Every NCN which will be booting from the customized image must have its boot parameters updated in BSS to use the artifacts of the customized image.

  1. (ncn-mw#) Determine the component names (xnames) for the NCNs which will boot from the new image.

    If being done as part of a CSM upgrade, then this will be the NCN worker nodes.

    Options to determine node xnames:

    • Get a comma-separated list of all worker NCN xnames:

      cray hsm state components list --role Management --subrole Worker --type Node --format json |
        jq -r '.Components | map(.ID) | join(",")'
      
    • Get a comma-separated list of all master NCN xnames:

      cray hsm state components list --role Management --subrole Master --type Node --format json |
        jq -r '.Components | map(.ID) | join(",")'
      
    • Get a comma-separated list of all storage NCN xnames:

      cray hsm state components list --role Management --subrole Storage --type Node --format json |
        jq -r '.Components | map(.ID) | join(",")'
      
    • Get the xname for a specific NCN:

      In this example, the xname for ncn-w001 is being found.

      ssh ncn-w001 cat /etc/cray/xname
      
  2. (ncn-mw#) Update boot parameters for an NCN.

    If being done as part of a CSM upgrade, then update the boot parameters for the NCN worker nodes. Master and storage NCNs are managed automatically in later stages of the CSM upgrade.

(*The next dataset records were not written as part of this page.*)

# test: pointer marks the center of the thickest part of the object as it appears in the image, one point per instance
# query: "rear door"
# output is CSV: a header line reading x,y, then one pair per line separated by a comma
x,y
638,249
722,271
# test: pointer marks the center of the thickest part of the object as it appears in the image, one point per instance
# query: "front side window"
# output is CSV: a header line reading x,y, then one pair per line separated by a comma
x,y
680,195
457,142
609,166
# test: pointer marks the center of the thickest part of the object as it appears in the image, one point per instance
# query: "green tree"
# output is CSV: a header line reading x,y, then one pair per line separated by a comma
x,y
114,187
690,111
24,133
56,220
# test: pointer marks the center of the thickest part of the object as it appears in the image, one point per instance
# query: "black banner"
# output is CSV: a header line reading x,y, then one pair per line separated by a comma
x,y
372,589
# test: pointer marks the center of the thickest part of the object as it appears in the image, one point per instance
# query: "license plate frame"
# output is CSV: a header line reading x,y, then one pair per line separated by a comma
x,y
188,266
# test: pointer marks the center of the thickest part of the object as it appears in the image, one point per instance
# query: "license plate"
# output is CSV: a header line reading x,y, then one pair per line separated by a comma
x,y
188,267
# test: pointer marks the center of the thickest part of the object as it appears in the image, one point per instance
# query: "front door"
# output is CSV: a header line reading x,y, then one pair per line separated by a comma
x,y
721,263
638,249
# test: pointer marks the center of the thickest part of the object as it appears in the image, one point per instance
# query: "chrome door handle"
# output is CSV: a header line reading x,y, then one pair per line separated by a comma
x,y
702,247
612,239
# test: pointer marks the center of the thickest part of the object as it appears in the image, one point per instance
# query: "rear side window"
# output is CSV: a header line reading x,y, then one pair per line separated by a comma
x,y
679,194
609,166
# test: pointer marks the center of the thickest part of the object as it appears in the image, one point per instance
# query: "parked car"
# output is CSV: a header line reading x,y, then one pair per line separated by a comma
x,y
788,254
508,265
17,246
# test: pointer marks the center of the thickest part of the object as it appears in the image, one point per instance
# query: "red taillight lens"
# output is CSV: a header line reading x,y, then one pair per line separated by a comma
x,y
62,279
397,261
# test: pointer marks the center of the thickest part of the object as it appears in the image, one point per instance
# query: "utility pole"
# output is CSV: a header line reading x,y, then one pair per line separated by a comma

    Perform the following procedure for each xname identified in the previous step.

    1. Get the existing metal.server setting for the component name (xname) of the node of interest.

      XNAME=<node-xname>
      METAL_SERVER=$(cray bss bootparameters list --hosts "${XNAME}" --format json | jq '.[] |."params"' \
          | awk -F 'metal.server=' '{print $2}' \
          | awk -F ' ' '{print $1}')
      echo "${METAL_SERVER}"
      
    2. Create updated boot parameters that point to the new artifacts.

      1. Set the path to the artifacts in S3.

        NOTE: This uses the IMS_RESULTANT_IMAGE_ID variable set in an earlier step.

        S3_ARTIFACT_PATH="boot-images/${IMS_RESULTANT_IMAGE_ID}"
        echo "${S3_ARTIFACT_PATH}"
        
      2. Set the new metal.server value.

        NEW_METAL_SERVER="s3://${S3_ARTIFACT_PATH}/rootfs"
        echo "${NEW_METAL_SERVER}"
        
      3. Determine the modified boot parameters for the node.

        PARAMS=$(cray bss bootparameters list --hosts "${XNAME}" --format json | jq '.[] |."params"' | \
            sed "/metal.server/ s|${METAL_SERVER}|${NEW_METAL_SERVER}|" | \
            sed "s/metal.no-wipe=1/metal.no-wipe=0/" | \
            tr -d \")
        echo "${PARAMS}"
        

        In the output of the echo command, verify that the value of metal.server is correctly set to the value of ${NEW_METAL_SERVER}.

    3. Update BSS with the new boot parameters.

      cray bss bootparameters update --hosts "${XNAME}" \
          --kernel "s3://${S3_ARTIFACT_PATH}/kernel" \
          --initrd "s3://${S3_ARTIFACT_PATH}/initrd" \
          --params "${PARAMS}"
      

Next steps

If the worker node image is being customized as part of a Cray EX initial install or upgrade involving multiple products, then refer to the HPE Cray EX System Software Getting Started Guide (S-8000) for details on when to reboot the worker nodes to the new image.

If this procedure is being followed outside of the S-8000 document, then proceed to rebuild the NCN.